Abstract
Over the last decade, large-scale replication projects across the biomedical and social sciences have reported relatively low replication rates. In these large-scale replication projects, replication has typically been evaluated based on a single replication study of some original study and dichotomously as successful or failed. However, evaluations of replicability that are based on a single study and are dichotomous are inadequate, and evaluations of replicability should instead be based on multiple studies, be continuous, and be multi-faceted. Further, such evaluations are in fact possible due to two characteristics shared by many large-scale replication projects. In this article, we provide such an evaluation for two prominent large-scale replication projects, one which replicated a phenomenon from cognitive psychology and another which replicated 13 phenomena from social psychology and behavioral economics. Our results indicate a very high degree of replicability in the former and a medium to low degree of replicability in the latter. They also suggest an unidentified covariate in each, namely ocular dominance in the former and political ideology in the latter, that is theoretically pertinent. We conclude by discussing evaluations of replicability at large, recommendations for future large-scale replication projects, and design-based model generalization. Supplementary materials for this article are available online.
Supplementary Materials
The Supplementary Materials contain data and code to reproduce all results (i.e., ) in the article.
Notes
1 All estimates discussed in the text are posterior median estimates rounded to the nearest integer for those given in ms and ms2 units and to two decimal places for those given in all other units.

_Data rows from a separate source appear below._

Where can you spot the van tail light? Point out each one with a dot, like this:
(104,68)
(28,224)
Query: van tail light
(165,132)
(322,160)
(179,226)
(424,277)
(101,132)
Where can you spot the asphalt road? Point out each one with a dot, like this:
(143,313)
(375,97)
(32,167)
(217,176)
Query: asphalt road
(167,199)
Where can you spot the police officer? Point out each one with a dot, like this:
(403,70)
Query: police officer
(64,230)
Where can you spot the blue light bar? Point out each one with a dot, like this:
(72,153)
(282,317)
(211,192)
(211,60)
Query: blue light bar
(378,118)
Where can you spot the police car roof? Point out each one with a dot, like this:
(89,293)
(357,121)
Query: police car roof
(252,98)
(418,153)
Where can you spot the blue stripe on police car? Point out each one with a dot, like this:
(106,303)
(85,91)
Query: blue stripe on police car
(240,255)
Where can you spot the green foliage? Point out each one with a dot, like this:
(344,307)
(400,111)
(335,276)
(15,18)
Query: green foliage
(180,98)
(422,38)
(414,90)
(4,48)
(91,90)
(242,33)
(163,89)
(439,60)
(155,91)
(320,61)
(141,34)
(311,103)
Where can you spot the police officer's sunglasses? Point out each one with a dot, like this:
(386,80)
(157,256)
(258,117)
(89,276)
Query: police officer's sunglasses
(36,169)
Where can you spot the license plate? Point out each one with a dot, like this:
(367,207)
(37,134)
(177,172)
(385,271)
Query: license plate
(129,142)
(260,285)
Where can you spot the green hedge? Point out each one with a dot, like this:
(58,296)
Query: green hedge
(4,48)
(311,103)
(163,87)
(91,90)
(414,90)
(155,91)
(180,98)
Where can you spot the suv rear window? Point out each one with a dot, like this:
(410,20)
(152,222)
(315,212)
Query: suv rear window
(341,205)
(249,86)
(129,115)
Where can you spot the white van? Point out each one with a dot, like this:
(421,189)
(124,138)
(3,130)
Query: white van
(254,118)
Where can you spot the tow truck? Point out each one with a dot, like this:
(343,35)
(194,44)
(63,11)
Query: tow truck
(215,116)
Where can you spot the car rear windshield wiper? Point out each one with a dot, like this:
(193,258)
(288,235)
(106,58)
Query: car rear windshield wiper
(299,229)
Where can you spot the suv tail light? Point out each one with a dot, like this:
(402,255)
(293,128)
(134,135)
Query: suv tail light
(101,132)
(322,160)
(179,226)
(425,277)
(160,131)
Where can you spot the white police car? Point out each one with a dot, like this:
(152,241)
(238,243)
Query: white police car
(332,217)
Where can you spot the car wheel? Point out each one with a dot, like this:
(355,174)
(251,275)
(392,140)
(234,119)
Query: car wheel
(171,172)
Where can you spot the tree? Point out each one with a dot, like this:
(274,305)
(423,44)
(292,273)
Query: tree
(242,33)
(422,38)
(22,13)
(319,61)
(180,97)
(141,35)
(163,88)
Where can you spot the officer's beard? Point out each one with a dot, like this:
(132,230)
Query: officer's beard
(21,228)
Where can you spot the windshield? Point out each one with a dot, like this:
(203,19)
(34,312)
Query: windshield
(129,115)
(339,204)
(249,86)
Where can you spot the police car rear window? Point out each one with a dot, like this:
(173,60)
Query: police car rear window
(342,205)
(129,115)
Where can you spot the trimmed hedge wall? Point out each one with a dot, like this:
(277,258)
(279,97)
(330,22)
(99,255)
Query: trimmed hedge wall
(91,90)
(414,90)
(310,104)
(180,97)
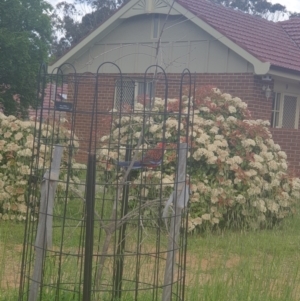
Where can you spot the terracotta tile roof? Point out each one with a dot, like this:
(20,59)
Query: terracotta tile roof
(292,28)
(277,43)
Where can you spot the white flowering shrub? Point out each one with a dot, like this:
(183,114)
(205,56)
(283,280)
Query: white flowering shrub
(238,175)
(16,145)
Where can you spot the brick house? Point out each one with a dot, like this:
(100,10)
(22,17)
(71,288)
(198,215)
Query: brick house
(246,56)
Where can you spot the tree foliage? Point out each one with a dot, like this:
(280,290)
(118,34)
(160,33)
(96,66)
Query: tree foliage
(261,8)
(25,36)
(73,21)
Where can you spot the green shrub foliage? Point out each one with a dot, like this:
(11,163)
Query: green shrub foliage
(16,156)
(238,175)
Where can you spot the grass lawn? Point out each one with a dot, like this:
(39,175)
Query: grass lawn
(231,266)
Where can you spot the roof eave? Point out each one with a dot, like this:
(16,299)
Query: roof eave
(107,26)
(260,68)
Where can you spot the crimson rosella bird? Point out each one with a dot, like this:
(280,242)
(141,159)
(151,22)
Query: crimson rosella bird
(151,159)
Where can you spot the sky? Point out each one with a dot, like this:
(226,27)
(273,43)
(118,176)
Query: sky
(291,5)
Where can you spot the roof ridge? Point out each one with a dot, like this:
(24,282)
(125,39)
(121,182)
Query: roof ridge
(290,37)
(230,9)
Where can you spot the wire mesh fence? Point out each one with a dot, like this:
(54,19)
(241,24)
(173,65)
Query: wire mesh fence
(108,193)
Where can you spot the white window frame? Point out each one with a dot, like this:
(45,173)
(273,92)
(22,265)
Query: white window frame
(281,106)
(155,24)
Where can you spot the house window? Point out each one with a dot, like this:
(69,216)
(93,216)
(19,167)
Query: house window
(285,111)
(155,26)
(133,91)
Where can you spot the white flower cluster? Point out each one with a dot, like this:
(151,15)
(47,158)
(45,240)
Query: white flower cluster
(16,153)
(237,171)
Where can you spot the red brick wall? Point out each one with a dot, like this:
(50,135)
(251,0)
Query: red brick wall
(243,85)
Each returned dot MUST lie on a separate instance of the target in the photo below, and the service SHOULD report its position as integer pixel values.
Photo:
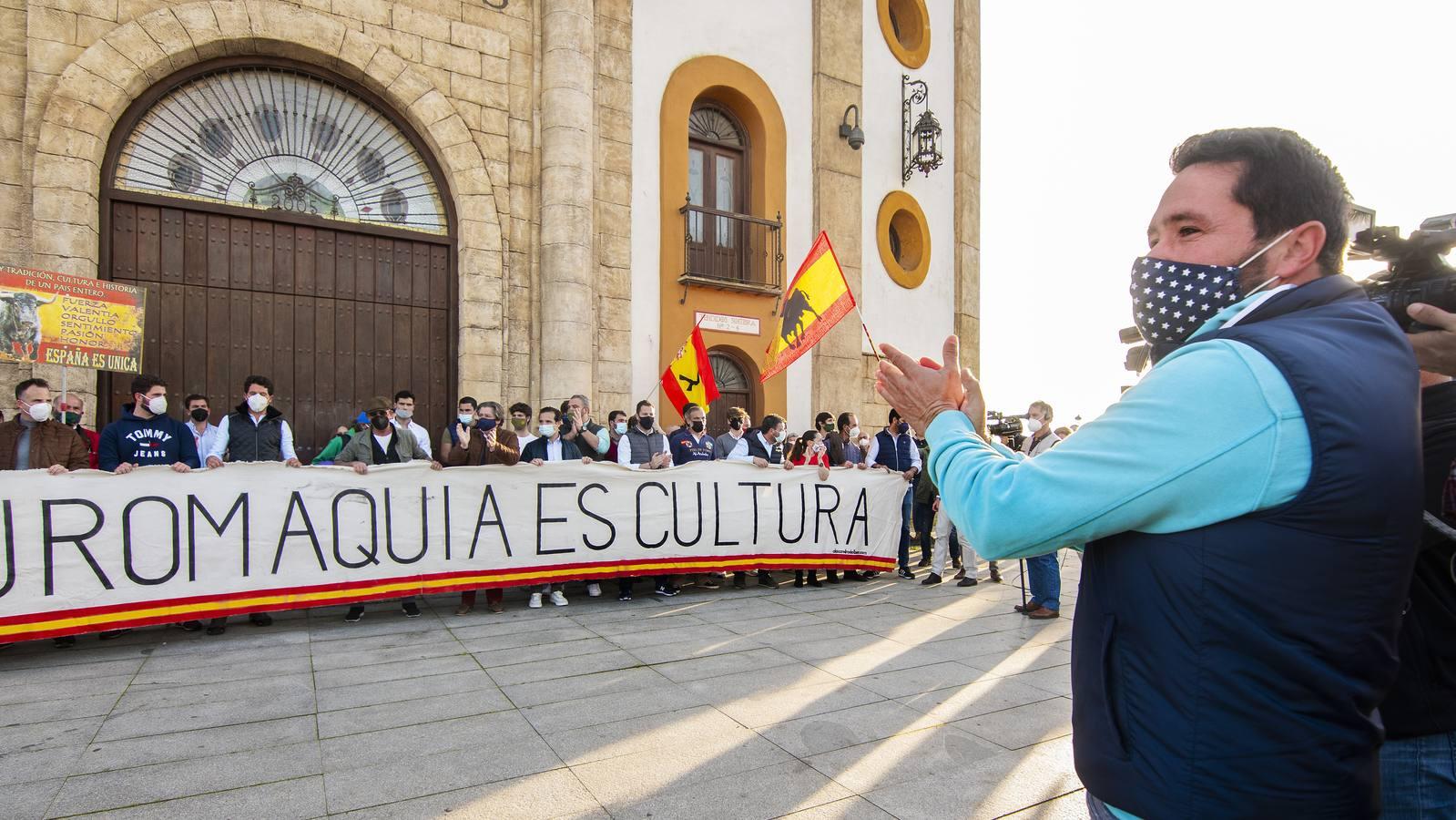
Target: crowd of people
(44, 436)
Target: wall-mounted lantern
(921, 141)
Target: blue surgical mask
(1171, 301)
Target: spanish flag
(816, 301)
(690, 376)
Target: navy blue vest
(1235, 671)
(894, 450)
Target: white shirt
(874, 450)
(421, 435)
(220, 443)
(625, 450)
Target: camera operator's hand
(1434, 350)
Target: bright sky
(1082, 104)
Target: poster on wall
(50, 318)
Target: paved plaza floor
(858, 701)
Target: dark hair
(145, 384)
(1283, 179)
(28, 384)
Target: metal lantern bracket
(919, 138)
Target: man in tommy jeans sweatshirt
(146, 435)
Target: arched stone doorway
(737, 388)
(283, 221)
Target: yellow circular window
(906, 25)
(904, 239)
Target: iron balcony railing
(731, 251)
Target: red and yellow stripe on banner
(145, 613)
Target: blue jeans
(1044, 580)
(1419, 778)
(906, 515)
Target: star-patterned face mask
(1174, 299)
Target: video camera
(1002, 424)
(1416, 270)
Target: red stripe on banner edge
(357, 591)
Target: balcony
(731, 251)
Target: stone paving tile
(727, 663)
(440, 773)
(141, 723)
(184, 778)
(932, 753)
(804, 737)
(1023, 725)
(563, 667)
(401, 691)
(299, 798)
(107, 754)
(545, 795)
(408, 712)
(758, 794)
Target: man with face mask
(1222, 663)
(34, 440)
(892, 449)
(70, 414)
(146, 435)
(484, 443)
(255, 430)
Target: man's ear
(1299, 252)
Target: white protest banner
(92, 551)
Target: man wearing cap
(382, 445)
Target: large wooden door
(332, 316)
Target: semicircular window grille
(277, 138)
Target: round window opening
(906, 26)
(904, 239)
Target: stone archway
(95, 90)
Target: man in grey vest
(254, 431)
(644, 447)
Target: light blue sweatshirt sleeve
(1212, 433)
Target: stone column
(566, 260)
(839, 56)
(969, 181)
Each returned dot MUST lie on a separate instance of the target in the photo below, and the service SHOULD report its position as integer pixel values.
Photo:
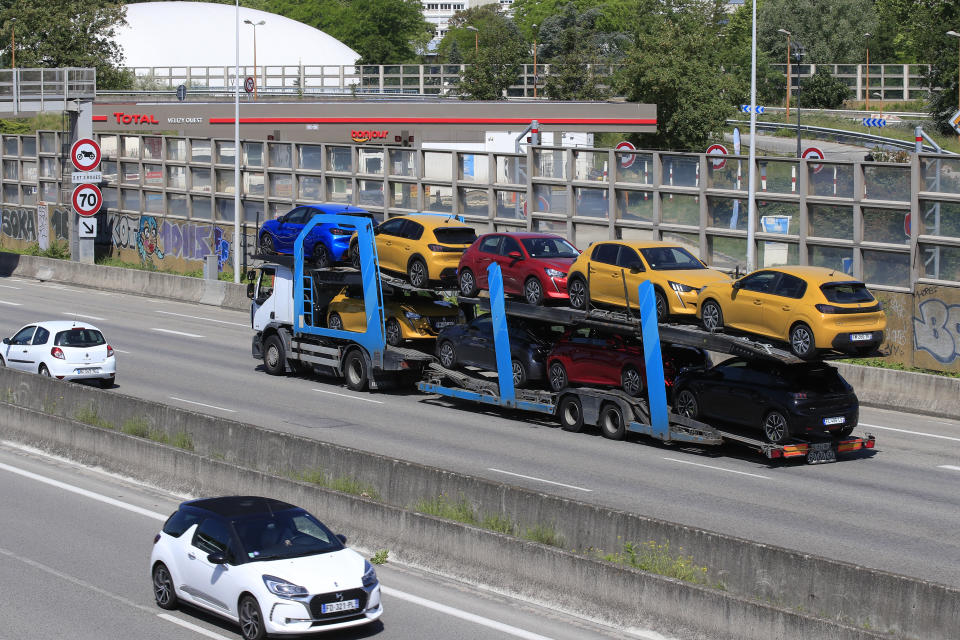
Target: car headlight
(369, 574)
(280, 587)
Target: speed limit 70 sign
(87, 199)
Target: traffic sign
(626, 159)
(87, 199)
(85, 154)
(717, 150)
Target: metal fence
(892, 225)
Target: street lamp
(254, 25)
(789, 80)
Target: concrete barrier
(900, 606)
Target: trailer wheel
(355, 371)
(612, 424)
(274, 356)
(570, 413)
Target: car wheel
(251, 620)
(631, 382)
(519, 373)
(533, 292)
(558, 377)
(802, 342)
(393, 332)
(163, 590)
(577, 290)
(355, 371)
(711, 315)
(686, 404)
(417, 273)
(447, 354)
(274, 356)
(775, 428)
(612, 424)
(321, 257)
(570, 413)
(468, 284)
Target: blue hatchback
(326, 243)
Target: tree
(68, 33)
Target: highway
(896, 509)
(74, 558)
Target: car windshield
(287, 534)
(670, 259)
(846, 292)
(79, 337)
(549, 248)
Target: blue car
(326, 243)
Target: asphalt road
(897, 508)
(74, 562)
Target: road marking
(80, 315)
(209, 406)
(913, 433)
(83, 492)
(176, 333)
(707, 466)
(192, 627)
(347, 395)
(183, 315)
(518, 475)
(463, 615)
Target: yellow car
(610, 270)
(408, 315)
(812, 308)
(425, 247)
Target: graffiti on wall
(156, 239)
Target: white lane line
(183, 315)
(192, 627)
(707, 466)
(463, 615)
(83, 492)
(347, 395)
(519, 475)
(176, 333)
(913, 433)
(209, 406)
(80, 315)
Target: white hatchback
(267, 565)
(64, 349)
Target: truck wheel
(570, 413)
(355, 371)
(274, 356)
(612, 424)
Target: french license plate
(345, 605)
(820, 453)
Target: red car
(587, 356)
(534, 265)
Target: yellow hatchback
(408, 315)
(609, 272)
(811, 308)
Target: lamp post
(254, 25)
(789, 80)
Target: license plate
(346, 605)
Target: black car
(472, 344)
(782, 400)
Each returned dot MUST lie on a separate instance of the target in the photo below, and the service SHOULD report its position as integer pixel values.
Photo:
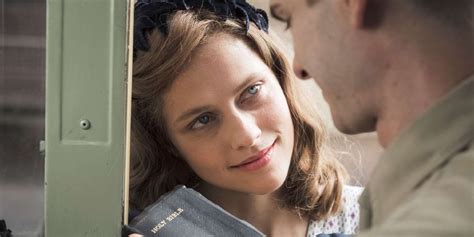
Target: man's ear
(355, 11)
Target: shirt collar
(426, 144)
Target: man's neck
(417, 82)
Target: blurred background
(22, 83)
(22, 96)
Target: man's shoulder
(441, 205)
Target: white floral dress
(346, 222)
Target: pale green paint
(86, 58)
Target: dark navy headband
(153, 14)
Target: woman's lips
(257, 161)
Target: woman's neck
(262, 211)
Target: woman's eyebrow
(191, 112)
(248, 80)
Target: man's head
(352, 48)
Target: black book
(185, 212)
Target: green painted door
(86, 74)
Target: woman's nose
(300, 71)
(244, 132)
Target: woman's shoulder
(346, 222)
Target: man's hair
(315, 181)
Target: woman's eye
(201, 121)
(251, 91)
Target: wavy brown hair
(314, 183)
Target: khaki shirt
(424, 182)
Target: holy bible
(185, 212)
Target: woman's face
(228, 117)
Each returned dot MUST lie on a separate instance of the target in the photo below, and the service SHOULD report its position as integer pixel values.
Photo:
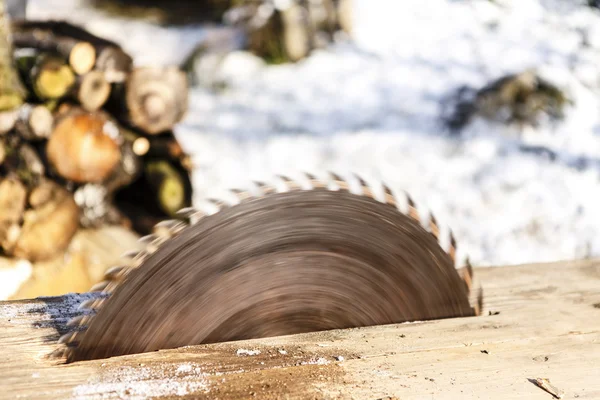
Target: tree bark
(12, 92)
(153, 99)
(91, 90)
(84, 146)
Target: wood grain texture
(548, 326)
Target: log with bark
(88, 135)
(84, 146)
(109, 56)
(80, 55)
(12, 92)
(46, 76)
(152, 99)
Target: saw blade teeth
(168, 227)
(434, 228)
(285, 184)
(68, 338)
(207, 207)
(261, 188)
(314, 182)
(452, 247)
(186, 212)
(79, 321)
(99, 287)
(479, 304)
(412, 209)
(365, 187)
(148, 239)
(241, 195)
(339, 181)
(131, 254)
(91, 304)
(116, 273)
(388, 196)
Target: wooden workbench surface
(548, 326)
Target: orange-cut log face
(83, 148)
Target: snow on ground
(371, 106)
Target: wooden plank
(548, 326)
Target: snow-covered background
(371, 106)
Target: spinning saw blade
(283, 262)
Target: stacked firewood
(277, 31)
(86, 139)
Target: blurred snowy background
(371, 104)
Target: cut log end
(53, 80)
(156, 98)
(115, 63)
(168, 184)
(49, 225)
(93, 90)
(82, 58)
(41, 121)
(141, 146)
(34, 122)
(84, 147)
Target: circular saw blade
(283, 263)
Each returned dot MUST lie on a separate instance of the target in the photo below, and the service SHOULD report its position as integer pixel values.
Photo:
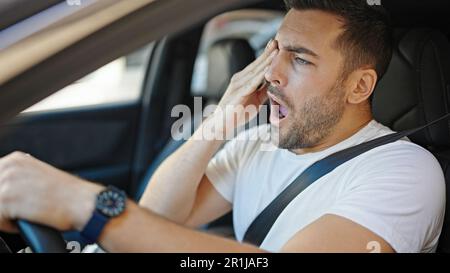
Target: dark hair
(367, 37)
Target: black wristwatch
(110, 203)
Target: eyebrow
(301, 50)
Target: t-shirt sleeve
(399, 196)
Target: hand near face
(35, 191)
(245, 89)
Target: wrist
(84, 206)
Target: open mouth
(278, 110)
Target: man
(322, 67)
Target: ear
(362, 82)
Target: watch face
(111, 202)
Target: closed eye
(302, 61)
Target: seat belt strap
(261, 225)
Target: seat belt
(261, 225)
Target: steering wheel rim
(41, 239)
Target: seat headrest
(225, 58)
(415, 89)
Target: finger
(271, 46)
(252, 85)
(257, 70)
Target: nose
(276, 74)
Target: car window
(117, 82)
(256, 26)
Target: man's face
(306, 79)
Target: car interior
(124, 143)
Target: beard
(313, 121)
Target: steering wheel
(41, 239)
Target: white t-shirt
(396, 190)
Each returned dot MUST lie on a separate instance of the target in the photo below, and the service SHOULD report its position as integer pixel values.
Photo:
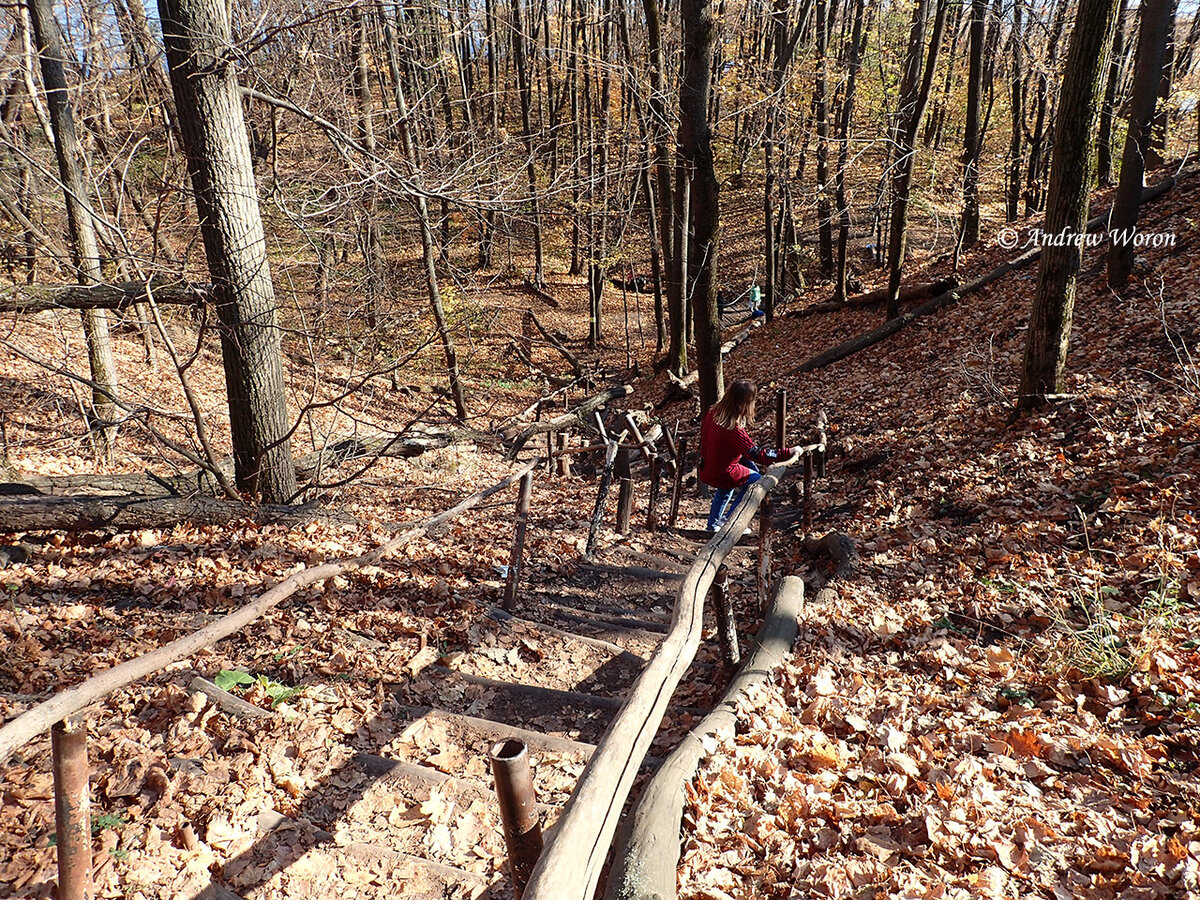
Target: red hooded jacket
(721, 450)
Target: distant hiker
(729, 456)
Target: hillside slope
(1006, 700)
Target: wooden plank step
(585, 604)
(651, 561)
(617, 651)
(533, 693)
(429, 777)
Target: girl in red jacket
(729, 457)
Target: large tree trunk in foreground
(696, 143)
(1152, 36)
(197, 34)
(1108, 111)
(84, 247)
(1071, 181)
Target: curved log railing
(574, 856)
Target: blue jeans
(721, 505)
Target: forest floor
(1003, 702)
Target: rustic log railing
(70, 733)
(570, 865)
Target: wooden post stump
(513, 583)
(726, 622)
(624, 505)
(72, 820)
(652, 516)
(677, 487)
(781, 419)
(564, 461)
(765, 539)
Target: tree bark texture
(1071, 181)
(197, 35)
(696, 143)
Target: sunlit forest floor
(1003, 701)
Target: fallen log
(952, 297)
(575, 853)
(726, 348)
(39, 719)
(574, 418)
(39, 298)
(132, 513)
(646, 861)
(879, 297)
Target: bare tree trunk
(1013, 186)
(1152, 37)
(677, 347)
(696, 143)
(821, 112)
(429, 252)
(525, 90)
(85, 251)
(369, 225)
(972, 143)
(197, 35)
(1108, 111)
(1071, 180)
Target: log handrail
(647, 857)
(41, 718)
(570, 864)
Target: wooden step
(652, 630)
(493, 731)
(533, 693)
(618, 652)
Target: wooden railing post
(519, 810)
(765, 539)
(610, 462)
(781, 418)
(677, 486)
(72, 817)
(808, 492)
(515, 563)
(726, 621)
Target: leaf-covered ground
(1003, 702)
(1006, 701)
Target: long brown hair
(736, 407)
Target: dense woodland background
(426, 225)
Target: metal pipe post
(780, 418)
(72, 819)
(519, 809)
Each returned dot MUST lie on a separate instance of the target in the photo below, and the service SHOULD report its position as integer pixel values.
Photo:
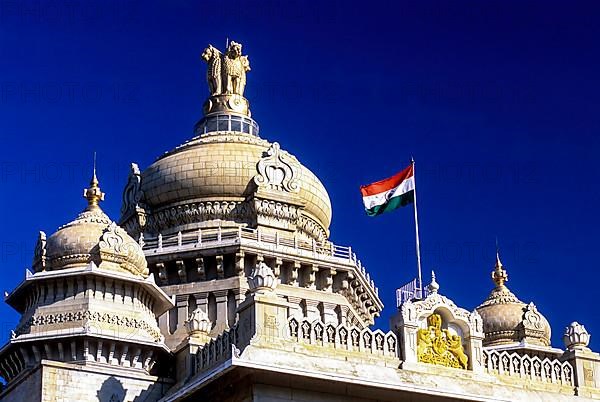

2 The MLP reused the dependent measure associated with the Sex Differences in Implicit Math Attitudes phenomenon in an analysis of a thirteenth phenomenon, Relations Between Implicit and Explicit Math Attitudes, that had no experimental condition associated with it; we do not consider that phenomenon here.
3 There was one exception: the experimental condition for the dependent measure associated with the Sex Differences in Implicit Math Attitudes phenomenon was sex, which was of course not randomly assigned. We also note that the order in which the phenomena were presented was randomized, with the exception that the Sex Differences in Implicit Math Attitudes phenomenon was always presented last, and that the four dependent measures associated with the Anchoring phenomenon were always presented in the order distance from San Francisco to New York City, population of Chicago, height of Mount Everest, number of babies born per day in the United States with subjects randomly assigned to the high anchor or low anchor condition separately for each of the four dependent measures.
4 In large-replication projects that are multilevel in nature such as RRRs and MLPs, the estimates from the large-scale replication project used for comparison to date have typically been single meta-analytic average estimates, and therefore the replication could be considered to be evaluated based on a single study.